BY DR. RICHARD L. McCANN
A thoracic aortic aneurysm or TAA is a bulging of the wall of the aorta, the main vessel that feeds blood from your heart to tissues and organs throughout your body. The aorta is normally about the size of a large garden hose. When the aorta expands to more than twice its normal diameter, it is called an aneurysm. When an aneurysm occurs in a portion of the aorta within your chest, it is called a thoracic (chest) aortic aneurysm or TAA.
Usually affects elders, but not always
About 15,000 people in the United States are diagnosed with this condition every year, usually people their 70s and 80s. Still, younger people can develop a TAA, particularly if they have certain genetic inherited diseases. You are more likely to develop a TAA if you are a smoker and if you have uncontrolled hypertension.
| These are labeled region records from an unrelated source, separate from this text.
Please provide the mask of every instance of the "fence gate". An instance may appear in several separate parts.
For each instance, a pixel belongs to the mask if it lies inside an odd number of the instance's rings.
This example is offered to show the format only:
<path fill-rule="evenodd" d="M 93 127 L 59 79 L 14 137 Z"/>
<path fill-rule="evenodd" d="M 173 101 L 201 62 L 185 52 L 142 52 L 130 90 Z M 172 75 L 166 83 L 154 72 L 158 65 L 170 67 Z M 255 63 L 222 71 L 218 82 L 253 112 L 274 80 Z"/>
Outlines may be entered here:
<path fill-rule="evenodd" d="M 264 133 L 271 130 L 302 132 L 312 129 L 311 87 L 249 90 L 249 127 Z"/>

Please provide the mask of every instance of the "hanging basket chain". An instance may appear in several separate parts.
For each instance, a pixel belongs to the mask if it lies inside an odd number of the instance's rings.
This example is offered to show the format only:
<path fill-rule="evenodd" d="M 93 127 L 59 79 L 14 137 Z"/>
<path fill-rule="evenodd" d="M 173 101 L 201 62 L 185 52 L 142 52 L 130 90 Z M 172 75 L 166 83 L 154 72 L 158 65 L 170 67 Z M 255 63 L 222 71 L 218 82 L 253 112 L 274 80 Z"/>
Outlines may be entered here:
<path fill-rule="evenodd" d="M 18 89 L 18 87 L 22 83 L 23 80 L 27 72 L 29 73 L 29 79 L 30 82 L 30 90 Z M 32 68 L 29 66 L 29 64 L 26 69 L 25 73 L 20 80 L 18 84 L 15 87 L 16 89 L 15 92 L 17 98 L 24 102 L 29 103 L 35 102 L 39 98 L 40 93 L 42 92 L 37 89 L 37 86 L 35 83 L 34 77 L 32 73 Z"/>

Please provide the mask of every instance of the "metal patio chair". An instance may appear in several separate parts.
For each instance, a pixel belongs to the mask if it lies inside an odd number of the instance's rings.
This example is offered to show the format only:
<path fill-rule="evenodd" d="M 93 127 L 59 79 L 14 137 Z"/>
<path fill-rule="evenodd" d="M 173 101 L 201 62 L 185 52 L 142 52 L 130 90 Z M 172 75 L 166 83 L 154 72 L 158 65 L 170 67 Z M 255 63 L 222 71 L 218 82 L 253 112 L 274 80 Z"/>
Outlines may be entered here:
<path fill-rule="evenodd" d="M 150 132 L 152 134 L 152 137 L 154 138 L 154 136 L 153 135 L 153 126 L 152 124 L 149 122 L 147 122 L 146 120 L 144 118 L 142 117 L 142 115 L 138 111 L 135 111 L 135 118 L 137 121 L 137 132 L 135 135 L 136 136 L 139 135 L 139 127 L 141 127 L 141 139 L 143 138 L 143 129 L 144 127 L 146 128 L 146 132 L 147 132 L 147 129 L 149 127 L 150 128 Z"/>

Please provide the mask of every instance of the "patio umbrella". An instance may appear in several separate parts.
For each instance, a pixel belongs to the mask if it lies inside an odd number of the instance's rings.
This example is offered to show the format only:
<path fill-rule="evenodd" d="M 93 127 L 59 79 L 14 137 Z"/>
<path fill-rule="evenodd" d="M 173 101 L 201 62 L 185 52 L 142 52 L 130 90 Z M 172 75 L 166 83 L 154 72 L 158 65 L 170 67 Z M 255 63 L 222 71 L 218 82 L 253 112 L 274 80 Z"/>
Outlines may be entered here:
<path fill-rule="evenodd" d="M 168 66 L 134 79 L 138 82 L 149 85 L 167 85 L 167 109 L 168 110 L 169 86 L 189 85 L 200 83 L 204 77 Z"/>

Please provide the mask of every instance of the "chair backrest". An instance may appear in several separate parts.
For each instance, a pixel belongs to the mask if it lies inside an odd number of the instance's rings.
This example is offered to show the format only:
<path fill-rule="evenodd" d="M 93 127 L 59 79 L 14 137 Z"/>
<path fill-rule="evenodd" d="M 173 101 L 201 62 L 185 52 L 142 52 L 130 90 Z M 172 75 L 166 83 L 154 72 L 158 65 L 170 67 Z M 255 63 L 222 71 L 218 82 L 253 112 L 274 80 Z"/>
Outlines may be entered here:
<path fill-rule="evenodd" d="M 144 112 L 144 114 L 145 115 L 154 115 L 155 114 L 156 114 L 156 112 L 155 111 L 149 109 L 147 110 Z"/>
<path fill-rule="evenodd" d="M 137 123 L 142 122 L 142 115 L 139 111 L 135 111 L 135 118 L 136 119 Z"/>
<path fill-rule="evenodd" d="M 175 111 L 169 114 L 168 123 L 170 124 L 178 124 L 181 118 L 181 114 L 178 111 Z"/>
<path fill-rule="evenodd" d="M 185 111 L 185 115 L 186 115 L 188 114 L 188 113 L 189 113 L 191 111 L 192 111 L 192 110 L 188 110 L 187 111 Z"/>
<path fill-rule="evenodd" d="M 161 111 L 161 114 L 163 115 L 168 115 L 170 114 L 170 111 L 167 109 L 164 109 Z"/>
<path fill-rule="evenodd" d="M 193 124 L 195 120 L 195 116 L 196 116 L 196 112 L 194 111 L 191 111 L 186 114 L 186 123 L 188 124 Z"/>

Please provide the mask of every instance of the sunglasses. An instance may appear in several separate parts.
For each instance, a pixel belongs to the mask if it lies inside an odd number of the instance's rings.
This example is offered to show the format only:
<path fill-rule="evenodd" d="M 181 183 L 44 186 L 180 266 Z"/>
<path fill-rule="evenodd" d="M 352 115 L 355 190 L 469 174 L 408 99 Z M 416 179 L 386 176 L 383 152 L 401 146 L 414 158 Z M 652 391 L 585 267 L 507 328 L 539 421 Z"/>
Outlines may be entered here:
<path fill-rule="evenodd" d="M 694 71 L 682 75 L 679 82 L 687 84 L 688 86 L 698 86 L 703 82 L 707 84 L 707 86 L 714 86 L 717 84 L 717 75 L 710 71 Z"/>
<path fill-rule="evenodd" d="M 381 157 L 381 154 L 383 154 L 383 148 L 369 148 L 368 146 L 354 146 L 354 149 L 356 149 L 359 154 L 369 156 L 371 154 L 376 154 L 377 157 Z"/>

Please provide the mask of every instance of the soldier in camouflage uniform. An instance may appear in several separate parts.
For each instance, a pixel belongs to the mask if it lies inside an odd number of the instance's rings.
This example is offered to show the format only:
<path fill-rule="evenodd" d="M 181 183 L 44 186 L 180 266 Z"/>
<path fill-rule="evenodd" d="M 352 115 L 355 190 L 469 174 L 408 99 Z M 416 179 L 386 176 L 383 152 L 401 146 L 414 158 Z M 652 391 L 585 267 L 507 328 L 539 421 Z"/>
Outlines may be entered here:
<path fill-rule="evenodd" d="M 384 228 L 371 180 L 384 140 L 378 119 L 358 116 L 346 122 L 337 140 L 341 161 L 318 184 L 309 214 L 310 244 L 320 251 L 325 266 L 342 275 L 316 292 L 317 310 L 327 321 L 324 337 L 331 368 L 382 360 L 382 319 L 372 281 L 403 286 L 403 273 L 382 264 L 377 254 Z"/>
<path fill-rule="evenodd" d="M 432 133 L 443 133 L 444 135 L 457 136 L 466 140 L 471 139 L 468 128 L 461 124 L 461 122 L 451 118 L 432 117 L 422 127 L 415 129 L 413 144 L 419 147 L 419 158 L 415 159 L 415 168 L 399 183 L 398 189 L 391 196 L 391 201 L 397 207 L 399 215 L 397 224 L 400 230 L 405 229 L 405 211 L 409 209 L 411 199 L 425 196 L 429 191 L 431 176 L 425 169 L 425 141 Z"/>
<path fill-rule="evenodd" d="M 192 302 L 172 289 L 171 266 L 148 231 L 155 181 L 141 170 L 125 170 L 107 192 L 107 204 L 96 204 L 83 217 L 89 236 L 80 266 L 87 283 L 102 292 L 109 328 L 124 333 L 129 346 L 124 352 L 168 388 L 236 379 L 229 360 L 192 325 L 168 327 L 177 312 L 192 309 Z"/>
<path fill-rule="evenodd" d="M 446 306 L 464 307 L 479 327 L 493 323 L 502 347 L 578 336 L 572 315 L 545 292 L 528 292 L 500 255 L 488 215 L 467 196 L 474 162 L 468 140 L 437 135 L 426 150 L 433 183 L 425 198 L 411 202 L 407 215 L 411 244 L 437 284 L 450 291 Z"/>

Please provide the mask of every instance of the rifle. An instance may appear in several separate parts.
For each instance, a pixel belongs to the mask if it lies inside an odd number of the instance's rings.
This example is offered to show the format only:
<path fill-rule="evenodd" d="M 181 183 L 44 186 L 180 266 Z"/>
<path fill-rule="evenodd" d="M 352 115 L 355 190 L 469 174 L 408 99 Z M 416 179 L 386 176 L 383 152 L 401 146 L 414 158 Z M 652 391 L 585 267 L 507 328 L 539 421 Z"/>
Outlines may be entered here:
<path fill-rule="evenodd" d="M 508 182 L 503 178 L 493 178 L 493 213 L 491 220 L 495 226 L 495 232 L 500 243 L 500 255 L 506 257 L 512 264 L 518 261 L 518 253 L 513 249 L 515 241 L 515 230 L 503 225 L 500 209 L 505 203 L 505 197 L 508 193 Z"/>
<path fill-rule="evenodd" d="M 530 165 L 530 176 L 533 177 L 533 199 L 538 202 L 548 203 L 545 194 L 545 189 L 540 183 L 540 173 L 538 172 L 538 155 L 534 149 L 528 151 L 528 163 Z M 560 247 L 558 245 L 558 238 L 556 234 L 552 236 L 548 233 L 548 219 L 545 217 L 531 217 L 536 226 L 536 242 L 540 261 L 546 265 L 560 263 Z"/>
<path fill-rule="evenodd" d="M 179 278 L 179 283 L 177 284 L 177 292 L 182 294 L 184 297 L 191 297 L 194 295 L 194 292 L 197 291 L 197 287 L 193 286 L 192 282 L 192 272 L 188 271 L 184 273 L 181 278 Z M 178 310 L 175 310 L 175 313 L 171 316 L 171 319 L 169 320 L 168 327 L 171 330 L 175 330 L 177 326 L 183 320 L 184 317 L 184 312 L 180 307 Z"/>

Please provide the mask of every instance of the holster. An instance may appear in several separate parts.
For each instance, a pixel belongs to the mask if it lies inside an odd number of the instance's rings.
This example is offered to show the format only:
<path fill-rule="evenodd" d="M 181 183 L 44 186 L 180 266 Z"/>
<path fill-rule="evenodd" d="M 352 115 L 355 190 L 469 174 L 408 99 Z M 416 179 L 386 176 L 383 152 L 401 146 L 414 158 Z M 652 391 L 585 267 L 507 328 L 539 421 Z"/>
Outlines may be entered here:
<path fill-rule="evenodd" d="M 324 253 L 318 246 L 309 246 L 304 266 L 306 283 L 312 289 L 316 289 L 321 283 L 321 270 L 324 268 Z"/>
Thoracic aortic aneurysms are classified by their specific location, by their shape and by how they formed.
LOCATION: Aneurysms can occur in any of the three regions of the thoracic aorta:
- THE ASCENDING AORTA comes directly out of the heart.
- THE AORTIC ARCH is the next region; it has branches to provide blood to the upper body and to the head.
- THE DESCENDING AORTA travels through the left chest and passes through the diaphragm where it becomes the abdominal aorta.
SHAPE: Aneurysms can be:
- SACCULAR, affecting only a portion of the circumference of the aorta wall and bulging only on one side.
- FUSIFORM, involving the entire circumference of the wall and shaped like a fat sausage.